ITALIC: An ITALian Intent Classification Dataset

This repository contains the code and the dataset for the paper ITALIC: An ITALian Intent Classification Dataset.

ITALIC is a new intent classification dataset for the Italian language, which is the first of its kind. It includes spoken and written utterances and is annotated with 60 intents. The dataset is available on the Hugging Face Hub.

Data collection

The data collection follows the MASSIVE NLU dataset which contains an annotated textual dataset for 60 intents. The data collection process is described in the paper Massive Natural Language Understanding.

Following the MASSIVE NLU dataset, a pool of 70+ volunteers has been recruited to annotate the dataset. The volunteers were asked to record their voice while reading the utterances (the original text is available on MASSIVE dataset). Together with the audio, the volunteers were asked to provide a self-annotated description of the recording conditions (e.g., background noise, recording device). The audio recordings have also been validated and, in case of errors, re-recorded by the volunteers.

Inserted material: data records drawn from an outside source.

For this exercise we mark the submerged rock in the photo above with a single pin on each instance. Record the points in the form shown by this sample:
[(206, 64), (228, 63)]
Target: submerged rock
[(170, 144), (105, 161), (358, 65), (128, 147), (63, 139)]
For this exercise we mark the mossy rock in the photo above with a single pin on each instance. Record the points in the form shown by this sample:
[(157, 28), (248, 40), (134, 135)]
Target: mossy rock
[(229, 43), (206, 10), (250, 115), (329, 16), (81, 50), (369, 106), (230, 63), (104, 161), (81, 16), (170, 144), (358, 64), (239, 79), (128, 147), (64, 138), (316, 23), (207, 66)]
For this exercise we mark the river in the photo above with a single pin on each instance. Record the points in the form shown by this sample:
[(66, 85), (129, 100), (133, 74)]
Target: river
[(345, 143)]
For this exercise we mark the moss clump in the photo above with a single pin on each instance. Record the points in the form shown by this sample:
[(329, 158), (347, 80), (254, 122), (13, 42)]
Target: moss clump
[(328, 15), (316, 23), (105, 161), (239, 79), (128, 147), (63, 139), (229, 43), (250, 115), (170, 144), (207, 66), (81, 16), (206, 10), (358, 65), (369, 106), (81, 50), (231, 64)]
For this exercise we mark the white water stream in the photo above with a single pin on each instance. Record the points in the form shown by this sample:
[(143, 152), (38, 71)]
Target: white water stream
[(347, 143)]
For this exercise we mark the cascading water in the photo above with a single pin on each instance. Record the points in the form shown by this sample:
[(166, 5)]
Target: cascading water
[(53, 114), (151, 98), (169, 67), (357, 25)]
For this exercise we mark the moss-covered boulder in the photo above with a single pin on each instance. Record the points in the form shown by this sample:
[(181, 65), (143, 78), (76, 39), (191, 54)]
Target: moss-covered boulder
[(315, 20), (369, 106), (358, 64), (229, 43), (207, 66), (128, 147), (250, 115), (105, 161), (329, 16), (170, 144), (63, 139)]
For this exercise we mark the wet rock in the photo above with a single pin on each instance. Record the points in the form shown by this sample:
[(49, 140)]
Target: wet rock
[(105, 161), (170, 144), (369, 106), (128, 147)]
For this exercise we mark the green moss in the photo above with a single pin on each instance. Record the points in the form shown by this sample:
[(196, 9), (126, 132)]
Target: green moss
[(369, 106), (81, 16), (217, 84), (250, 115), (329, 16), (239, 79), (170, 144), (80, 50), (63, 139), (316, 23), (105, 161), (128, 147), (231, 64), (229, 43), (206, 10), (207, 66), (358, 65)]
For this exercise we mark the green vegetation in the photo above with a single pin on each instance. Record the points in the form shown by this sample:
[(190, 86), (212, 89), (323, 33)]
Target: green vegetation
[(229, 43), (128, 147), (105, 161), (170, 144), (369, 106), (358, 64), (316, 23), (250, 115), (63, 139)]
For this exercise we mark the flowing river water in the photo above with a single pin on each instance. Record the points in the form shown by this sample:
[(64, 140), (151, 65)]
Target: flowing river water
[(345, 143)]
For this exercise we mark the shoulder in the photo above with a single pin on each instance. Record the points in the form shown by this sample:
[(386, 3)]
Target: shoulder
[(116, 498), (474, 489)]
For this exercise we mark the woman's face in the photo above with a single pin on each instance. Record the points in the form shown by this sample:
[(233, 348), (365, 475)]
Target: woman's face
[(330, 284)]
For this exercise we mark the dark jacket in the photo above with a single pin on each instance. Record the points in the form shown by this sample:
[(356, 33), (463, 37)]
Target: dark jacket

All the audio recordings included in the dataset have received a validation from at least two volunteers. All the audio recordings have been validated by native italian speakers (self-annotated).

Dataset

The dataset is available on the Hugging Face Hub. It is composed of 3 different splits:

easy: all the utterances are randomly shuffled and divided into 3 splits (train, validation, test).
speaker: the utterances are divided into 3 splits (train, validation, test) based on the speaker. Each split only contains utterances from a pool of speakers that do not overlap with the other splits.
noisy: the utterances are divided into 3 splits (train, validation, test) based on the recording conditions. The test split only contains utterances with the highest level of noise.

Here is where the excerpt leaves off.